Orchestre National de France et son directeur musical, Daniele Gatti. Photo : DR
Massif de physionomie, longs cheveux
descendant sous les omoplates, barbe hirsute courant jusque sur la poitrine, le
tout blanc neigeux, lui donnent un aspect à la fois de père Noël et d’ermite
bien nourri, si ce n’étaient l’habit noir, la chemise et le nœud papillon
blancs. Déplaçant sa lourde carcasse avec difficulté, montant pesamment sur l’estrade
avant d’escalader après moult détours de hanches et de jambes une chaise haute
pour diriger assis, il finit par bouger les bras en hésitant avant de brasser
le vent de ses mains de bucheron - la gauche grande ouverte comme si ses
phalanges étaient pétrifiées, la droite tenant fermement une longue baguette -
pour donner le départ d’un geste illisible, au point que l’Orchestre National
de France s’est lancé au bonheur la chance dans la fantaisie symphonique d’après
Dante, Francesca da Rimini op. 32 de
Tchaïkovski. Conçue en 1876 au retour de son auteur du premier Festival de
Bayreuth, cette œuvre programmatique d’une vingtaine de minutes puise à la fois
dans le cinquième chant de l’Enfer de
Dante et dans un tableau que ce dernier inspira à Gustave Doré, l’Ouragan infernal centré sur la rencontre
aux Enfers du Dante avec les âmes de Francesca et de son amant Paolo tous deux poignardés
par le mari jaloux et condamnés à l’errance éternelle dans les abysses. Les
accents menaçants et hallucinés de la partition ont suscité de nombreux
décalages au sein de l’orchestre, malgré les tentatives de cohésion à force
mouvements du corps de Sarah Nemtanu, la direction du chef finlandais s’avérant
imprécise et molle, les mains ne bougeant quasi pas au bout de bras ouverts en
croix se contentant de projeter des cercles dans l’air.

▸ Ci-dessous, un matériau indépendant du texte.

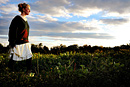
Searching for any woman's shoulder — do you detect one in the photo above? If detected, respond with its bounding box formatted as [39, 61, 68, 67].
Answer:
[14, 15, 20, 19]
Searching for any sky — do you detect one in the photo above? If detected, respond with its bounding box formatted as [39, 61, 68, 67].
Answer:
[0, 0, 130, 48]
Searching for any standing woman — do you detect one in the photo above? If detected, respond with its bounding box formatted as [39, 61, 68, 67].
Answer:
[8, 3, 32, 72]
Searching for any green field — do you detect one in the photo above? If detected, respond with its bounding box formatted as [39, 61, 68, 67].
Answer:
[0, 49, 130, 87]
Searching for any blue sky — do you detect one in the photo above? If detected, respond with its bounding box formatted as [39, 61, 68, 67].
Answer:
[0, 0, 130, 48]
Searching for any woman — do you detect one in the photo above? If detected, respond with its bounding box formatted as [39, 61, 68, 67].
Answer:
[9, 3, 32, 72]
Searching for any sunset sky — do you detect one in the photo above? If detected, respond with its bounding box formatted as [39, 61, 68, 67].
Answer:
[0, 0, 130, 47]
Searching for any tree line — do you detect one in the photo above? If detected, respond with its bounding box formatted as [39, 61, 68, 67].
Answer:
[0, 43, 130, 54]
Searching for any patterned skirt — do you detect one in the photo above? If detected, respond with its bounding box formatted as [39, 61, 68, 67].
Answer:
[10, 43, 33, 61]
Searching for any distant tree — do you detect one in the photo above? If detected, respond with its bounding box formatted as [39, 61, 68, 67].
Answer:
[43, 46, 49, 54]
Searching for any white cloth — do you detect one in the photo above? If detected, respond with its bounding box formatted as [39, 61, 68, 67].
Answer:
[10, 43, 32, 61]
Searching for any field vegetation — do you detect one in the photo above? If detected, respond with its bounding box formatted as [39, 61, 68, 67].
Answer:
[0, 45, 130, 87]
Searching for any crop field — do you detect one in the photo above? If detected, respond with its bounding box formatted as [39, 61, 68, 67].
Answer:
[0, 49, 130, 87]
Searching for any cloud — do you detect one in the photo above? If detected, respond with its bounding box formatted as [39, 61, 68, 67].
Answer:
[30, 0, 69, 17]
[70, 0, 130, 14]
[100, 18, 129, 25]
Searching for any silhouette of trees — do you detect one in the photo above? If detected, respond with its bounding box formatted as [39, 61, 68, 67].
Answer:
[0, 43, 130, 54]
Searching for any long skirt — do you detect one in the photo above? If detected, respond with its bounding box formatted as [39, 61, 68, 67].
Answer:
[10, 43, 33, 61]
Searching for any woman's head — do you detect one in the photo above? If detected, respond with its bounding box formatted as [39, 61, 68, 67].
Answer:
[18, 3, 30, 15]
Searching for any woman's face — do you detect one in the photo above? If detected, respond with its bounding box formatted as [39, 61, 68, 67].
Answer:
[23, 5, 30, 15]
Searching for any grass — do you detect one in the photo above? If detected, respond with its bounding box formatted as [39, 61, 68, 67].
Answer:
[0, 49, 130, 87]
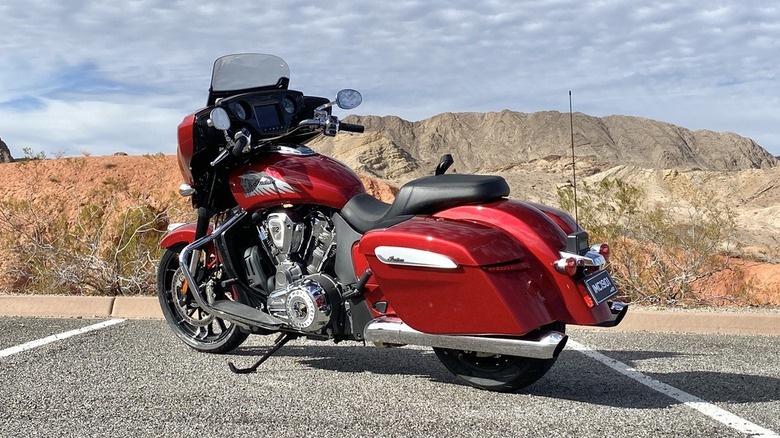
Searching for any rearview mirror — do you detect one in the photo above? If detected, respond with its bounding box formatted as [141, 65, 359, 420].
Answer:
[336, 88, 363, 109]
[209, 107, 230, 131]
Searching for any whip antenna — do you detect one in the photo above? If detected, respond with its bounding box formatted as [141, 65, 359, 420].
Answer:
[569, 90, 580, 223]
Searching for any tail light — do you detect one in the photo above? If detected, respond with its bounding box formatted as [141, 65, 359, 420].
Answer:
[590, 243, 610, 261]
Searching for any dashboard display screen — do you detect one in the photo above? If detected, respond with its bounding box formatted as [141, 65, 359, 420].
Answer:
[254, 105, 282, 130]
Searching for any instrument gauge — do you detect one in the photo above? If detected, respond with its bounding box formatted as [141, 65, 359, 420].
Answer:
[282, 96, 295, 114]
[233, 102, 246, 120]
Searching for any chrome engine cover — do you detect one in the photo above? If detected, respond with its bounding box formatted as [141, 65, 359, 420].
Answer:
[268, 275, 335, 332]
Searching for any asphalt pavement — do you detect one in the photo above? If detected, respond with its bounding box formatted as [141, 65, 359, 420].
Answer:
[0, 317, 780, 437]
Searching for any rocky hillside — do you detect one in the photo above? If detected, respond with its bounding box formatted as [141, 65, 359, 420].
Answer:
[313, 110, 778, 182]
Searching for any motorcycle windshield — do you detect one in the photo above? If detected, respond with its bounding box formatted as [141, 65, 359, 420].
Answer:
[211, 53, 290, 92]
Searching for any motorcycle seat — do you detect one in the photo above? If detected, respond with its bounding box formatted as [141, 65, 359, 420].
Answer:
[341, 173, 509, 233]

Orla Boylan (soprano). Photo : DR
Ce qui a laissé craindre pour la
délicatesse de l’écriture de Richard Strauss, dans son époque la plus raffinée,
celle du tout dernier opéra, Capriccio
op. 85. En effet, malgré l’énormité
de l’orchestre requis (quatre vingt six musiciens) par le maître bavarois,
cette « conversation en musique » est toute de transparence et de
suavité. Sorti de la fosse, cet effectif sonne à l’excès si l’on n’y prend
garde. Ouverte sur la sublime Musique de
Clair de lune reliant les deux dernières scènes, l’exécution de la scène
finale de Capriccio s’est avérée
excessivement sonore et guère touchante. La comtesse Madeleine, qui se doit ici
de décider qui du compositeur ou du poète a sa préférence, expose une tendre et
émouvante réflexion sur un choix qui s’avère impossible. A l’exception du cor
solo, dextrement tenu par Hervé Joulain, qui ouvre et conclut cette extraordinaire
demie heure de musique, l’Orchestre National de France est apparu laissé en déshérence,
si bien que la cohésion a été aléatoire, tandis que la soprano irlandaise Orla Boylan
n’a ni le timbre, ni la grâce du rôle, alors que la voix bouge à l’excès.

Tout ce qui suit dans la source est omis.